Siamo nell’America degli anni ’50, quella della segregazione razziale, quella puritana, quella della pacata musica country, che non poteva tollerare i conturbanti ancheggiamenti di quel giovane cantante che suonava la musica “lasciva” degli afroamericani, il blues, che fece sua. In una delle scene più suggestive di tutto il film vediamo Elvis bambino attratto da questo ritmo, dalla sensualità che sprigiona. Segue quelle note fino ad una messa gospel e lì in un tendone gremito di afroamericani che cantano, ballano e pregano, viene colto da estasi, posseduto da quella musica, da quel “demone” che non lo abbandonerà più.
Attraverso un montaggio serrato (per usare un eufemismo), tra flashback, split screen, in un vortice di luci, canzoni, in un miscuglio di generi musicali, anche utilizzando brani contemporanei, Baz Luhrmann ci accompagna nell’esorbitante e frenetico mondo di Elvis, quello della ribalta, del successo mondiale. Non senza tornare alle sue umili origini a Memphis, la parte più vera della sua vita, quella con la sua famiglia, sottolineando il legame fortissimo con la madre e con quella musica che lo aveva formato, frequentando i locali degli afroamericani, in compagnia di B.B. King, assorbendo i loro ritmi, la loro cultura. Queste sono le influenze del re del rock, rimarcate anche per affrontare temi come il razzismo, mostrando come all’epoca quell’identità musicale e culturale degli afroamericani ingiustamente veniva portata avanti da un bianco, perché a loro non era concesso esibirsi in tantissimi posti a causa della segregazione. Così attraverso la parabola di Elvis vediamo anche la parabola dell’America, dagli anni ’50 ai ’70, la perdita dell’innocenza, la violenza, le contraddizioni di un paese che per certi aspetti non sembra poi così diverso da quello di oggi.
Ma come abbiamo visto in altri film su star indimenticabili, come nel recente Judy su l’attrice e cantante Judy Garland, il successo finisce per avere un carissimo prezzo. Nel “circo” messo in piedi da Parker che ci viene mostrato in maniera così esorbitante in puro stile Luhrmann, quasi a volerci far vivere in pieno per 2 e 40 una vita a esclusivo appannaggio di pochi “dei in terra”, Elvis viene trattato come una sorta di fenomeno da baraccone, diventa un uomo e un artista svuotato della sua essenza, di quella musica che aveva fatto nascere in lui una passione vitale, finendo per essere un intrattenitore per un pubblico famelico, una macchina macina soldi per lo squallido Parker. Affaticato, tossicodipendente, consumato da quello stesso fuoco che un tempo gli aveva dato la vita. Il bambino che voleva diventare un supereroe diviene così un uomo consumato dal successo che non è mai riuscito a “volare” veramente come il suo eroe preferito dei fumetti Marvel Boy.

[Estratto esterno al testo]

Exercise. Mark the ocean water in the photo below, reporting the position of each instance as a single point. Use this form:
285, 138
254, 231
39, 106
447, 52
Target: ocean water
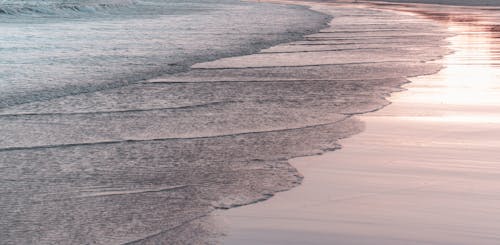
121, 122
52, 48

Austin Butler è un perfetto Elvis, non ne fa una caricatura ma riesce a esprimerne tutta l’essenza, la purezza d’animo e la sensualità. Butler canta alla perfezione i brani del giovane Elvis, come Hound Dog, mentre per le scene dagli anni Sessanta in poi la sua voce è stata integrata con le registrazioni originali, da Can’t Help Falling In Love a Suspicious Mind, da If I can dream a Unchained Melody, quest’ultima nel finale in cui si vede il vero Elvis nella sua ultima, struggente esibizione del 1977. Nel cast anche Olivia DeJonge, Kodi Smit-McPhee, David Wenham e Dacre Montgomery.